The Oneida Daily Dispatch (Oneida, NY)
State to pay residents for hosting wind or solar farms
NEW YORK » The New York State Public Service Commission (Commission) recently approved a Host Community Benefit Program that provides bill credits directly to residential electric customers in municipalities in which major renewable energy facilities are located thus incentivizing more clean energy projects to be developed across the state to support the combatting of climate change.
The program will provide bill credits that vary based on the size and type of the renewable energy facility.
“To ensure host communities benefit more fully from the development of renewable energy projects, developers will now be required to fund bill credits for local electric customers,” Commission Chair John B. Rhodes said.
“This first-of-its-kind program will provide direct benefits to residents, while keeping in place negotiated communitywide benefits, such as Payments in Lieu of Taxes and host community agreements,” Rhodes added.
The program will provide an annual bill credit to residential electric utility customers within a city or town where newly constructed facilities 25 MWS or greater are sited for the first 10 years a facility is operational.

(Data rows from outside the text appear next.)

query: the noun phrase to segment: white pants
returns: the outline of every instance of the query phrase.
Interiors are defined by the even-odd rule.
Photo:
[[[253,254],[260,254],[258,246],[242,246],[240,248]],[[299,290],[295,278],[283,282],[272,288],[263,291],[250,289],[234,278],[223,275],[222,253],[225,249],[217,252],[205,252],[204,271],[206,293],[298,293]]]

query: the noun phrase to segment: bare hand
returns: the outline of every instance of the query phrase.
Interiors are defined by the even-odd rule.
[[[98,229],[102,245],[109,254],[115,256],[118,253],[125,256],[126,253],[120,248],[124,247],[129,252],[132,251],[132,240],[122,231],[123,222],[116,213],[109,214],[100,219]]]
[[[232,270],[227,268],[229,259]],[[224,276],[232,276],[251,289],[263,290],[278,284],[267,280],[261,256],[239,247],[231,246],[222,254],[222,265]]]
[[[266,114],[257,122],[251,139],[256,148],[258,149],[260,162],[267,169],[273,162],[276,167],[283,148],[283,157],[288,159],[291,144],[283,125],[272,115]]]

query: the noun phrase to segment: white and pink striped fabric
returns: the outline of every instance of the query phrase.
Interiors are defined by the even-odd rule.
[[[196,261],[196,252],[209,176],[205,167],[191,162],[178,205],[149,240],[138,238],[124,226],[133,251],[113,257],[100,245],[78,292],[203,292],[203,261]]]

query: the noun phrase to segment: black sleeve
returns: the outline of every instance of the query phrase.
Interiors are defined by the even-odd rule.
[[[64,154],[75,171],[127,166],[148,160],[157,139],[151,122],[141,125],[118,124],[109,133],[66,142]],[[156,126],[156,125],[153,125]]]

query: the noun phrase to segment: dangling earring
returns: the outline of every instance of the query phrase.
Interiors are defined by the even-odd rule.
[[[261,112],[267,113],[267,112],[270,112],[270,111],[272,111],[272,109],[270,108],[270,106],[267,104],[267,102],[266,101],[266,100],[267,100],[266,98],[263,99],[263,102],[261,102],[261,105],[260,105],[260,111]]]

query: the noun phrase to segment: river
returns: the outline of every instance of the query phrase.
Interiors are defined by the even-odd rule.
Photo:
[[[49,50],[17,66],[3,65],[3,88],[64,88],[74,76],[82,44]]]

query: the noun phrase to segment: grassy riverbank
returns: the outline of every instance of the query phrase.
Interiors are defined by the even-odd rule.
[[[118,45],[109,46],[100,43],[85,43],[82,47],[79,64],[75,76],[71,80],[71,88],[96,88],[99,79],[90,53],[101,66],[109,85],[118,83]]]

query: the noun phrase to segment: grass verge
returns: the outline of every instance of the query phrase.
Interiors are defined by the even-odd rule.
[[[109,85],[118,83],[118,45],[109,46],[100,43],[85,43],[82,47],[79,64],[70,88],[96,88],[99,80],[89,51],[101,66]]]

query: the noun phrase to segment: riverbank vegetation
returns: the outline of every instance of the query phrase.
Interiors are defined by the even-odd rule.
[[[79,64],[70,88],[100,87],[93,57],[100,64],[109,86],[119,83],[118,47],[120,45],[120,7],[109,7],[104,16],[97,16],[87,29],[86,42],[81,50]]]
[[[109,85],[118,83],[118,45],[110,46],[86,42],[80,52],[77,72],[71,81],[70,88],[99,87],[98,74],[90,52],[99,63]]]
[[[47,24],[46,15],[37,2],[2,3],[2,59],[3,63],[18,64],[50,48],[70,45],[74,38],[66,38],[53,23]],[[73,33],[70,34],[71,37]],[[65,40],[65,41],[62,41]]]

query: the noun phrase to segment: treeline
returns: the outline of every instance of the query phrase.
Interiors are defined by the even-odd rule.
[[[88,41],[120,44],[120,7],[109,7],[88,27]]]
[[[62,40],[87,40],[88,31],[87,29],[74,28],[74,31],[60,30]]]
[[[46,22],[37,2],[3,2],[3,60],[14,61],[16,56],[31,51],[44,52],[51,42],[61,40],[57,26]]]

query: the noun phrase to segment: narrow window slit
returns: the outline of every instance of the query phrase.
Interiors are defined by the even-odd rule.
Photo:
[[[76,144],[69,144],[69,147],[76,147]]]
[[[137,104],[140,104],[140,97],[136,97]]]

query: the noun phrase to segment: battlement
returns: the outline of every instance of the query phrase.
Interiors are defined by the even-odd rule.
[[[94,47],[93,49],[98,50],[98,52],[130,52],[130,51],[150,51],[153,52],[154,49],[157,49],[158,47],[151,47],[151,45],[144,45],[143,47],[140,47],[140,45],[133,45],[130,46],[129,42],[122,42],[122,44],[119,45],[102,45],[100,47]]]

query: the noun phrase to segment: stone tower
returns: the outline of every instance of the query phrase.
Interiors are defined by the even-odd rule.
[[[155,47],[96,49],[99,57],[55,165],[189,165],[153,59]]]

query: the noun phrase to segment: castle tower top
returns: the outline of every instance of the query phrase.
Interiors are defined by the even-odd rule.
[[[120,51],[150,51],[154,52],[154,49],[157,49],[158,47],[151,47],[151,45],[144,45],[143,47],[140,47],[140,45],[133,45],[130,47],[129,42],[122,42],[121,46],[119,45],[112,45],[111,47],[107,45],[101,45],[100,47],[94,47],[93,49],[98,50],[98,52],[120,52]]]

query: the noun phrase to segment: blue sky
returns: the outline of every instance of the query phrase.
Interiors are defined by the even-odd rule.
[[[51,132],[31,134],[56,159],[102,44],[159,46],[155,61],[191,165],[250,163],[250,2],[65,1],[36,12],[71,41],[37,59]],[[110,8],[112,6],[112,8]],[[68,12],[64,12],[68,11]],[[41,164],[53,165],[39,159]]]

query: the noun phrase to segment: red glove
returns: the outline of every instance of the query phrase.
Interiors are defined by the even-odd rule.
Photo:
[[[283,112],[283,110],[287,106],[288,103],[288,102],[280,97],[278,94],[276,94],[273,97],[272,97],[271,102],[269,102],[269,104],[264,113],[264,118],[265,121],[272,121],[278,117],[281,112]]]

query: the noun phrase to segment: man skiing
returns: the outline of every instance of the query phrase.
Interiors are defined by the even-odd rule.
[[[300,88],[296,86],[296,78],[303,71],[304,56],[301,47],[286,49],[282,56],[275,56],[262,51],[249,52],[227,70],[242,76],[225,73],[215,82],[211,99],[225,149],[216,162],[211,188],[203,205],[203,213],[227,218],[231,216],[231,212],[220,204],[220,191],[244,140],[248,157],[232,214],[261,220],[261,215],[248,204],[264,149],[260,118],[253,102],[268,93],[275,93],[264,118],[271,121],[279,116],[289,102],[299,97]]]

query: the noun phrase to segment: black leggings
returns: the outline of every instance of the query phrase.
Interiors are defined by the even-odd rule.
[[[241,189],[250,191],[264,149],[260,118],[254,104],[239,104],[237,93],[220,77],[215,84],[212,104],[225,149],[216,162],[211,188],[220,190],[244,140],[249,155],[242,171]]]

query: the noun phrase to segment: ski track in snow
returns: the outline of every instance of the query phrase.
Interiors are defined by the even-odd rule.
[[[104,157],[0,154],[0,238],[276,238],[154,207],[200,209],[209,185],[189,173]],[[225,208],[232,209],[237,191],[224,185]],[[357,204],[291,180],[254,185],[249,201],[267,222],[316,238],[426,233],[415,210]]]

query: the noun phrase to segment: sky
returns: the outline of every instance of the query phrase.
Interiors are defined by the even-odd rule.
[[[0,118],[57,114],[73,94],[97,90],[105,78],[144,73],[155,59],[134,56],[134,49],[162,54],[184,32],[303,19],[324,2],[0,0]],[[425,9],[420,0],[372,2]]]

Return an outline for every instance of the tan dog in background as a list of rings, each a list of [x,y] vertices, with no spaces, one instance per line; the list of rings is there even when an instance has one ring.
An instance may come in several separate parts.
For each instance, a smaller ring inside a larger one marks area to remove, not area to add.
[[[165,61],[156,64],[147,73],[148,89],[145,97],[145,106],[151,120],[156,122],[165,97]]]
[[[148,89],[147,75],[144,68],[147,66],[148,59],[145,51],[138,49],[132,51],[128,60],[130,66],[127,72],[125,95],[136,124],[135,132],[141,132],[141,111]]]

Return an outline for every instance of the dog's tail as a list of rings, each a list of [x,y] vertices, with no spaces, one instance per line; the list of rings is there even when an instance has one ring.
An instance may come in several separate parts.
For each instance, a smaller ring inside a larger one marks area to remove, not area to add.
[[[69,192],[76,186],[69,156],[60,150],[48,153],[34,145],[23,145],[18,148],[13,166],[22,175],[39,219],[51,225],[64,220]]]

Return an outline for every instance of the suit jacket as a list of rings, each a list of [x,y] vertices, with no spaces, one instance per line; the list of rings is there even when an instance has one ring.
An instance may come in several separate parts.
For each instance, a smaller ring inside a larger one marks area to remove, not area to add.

The amount of the credit would correlate to the type and size of the facility. Solar and wind project developers would be required to pay an annual fee of $500/MW and $1,000/ MW of nameplate capacity, respectively. As a result, a 50 MW solar farm would provide annual customer credits totaling $25,000, and a 100 MW wind farm would provide annual customer credits totaling $100,000. The money would be shared by all residential customers in the host municipality, regardless of proximity to the facility.
Facility owners would pay the annual fee to the utility serving the affected municipalities. Utilities would then apply a bill credit to eligible customers’ accounts. Additionally, utilities would annually report the following: facilities actively providing benefits under the program in its service territory; monies received from each facility; the amount of the individual bill credit and the number of customers who received the bill credit for each facility; and the costs to administer the program.
The credit will be paid by any new renewable energy project greater than 25 MW that goes into service after the effective date of the Accelerated Renewable Energy Growth and Community Benefit Act, which was April 2020. The Host Community Benefit Program received strong support from stakeholders participating in the review, including many local elected officials.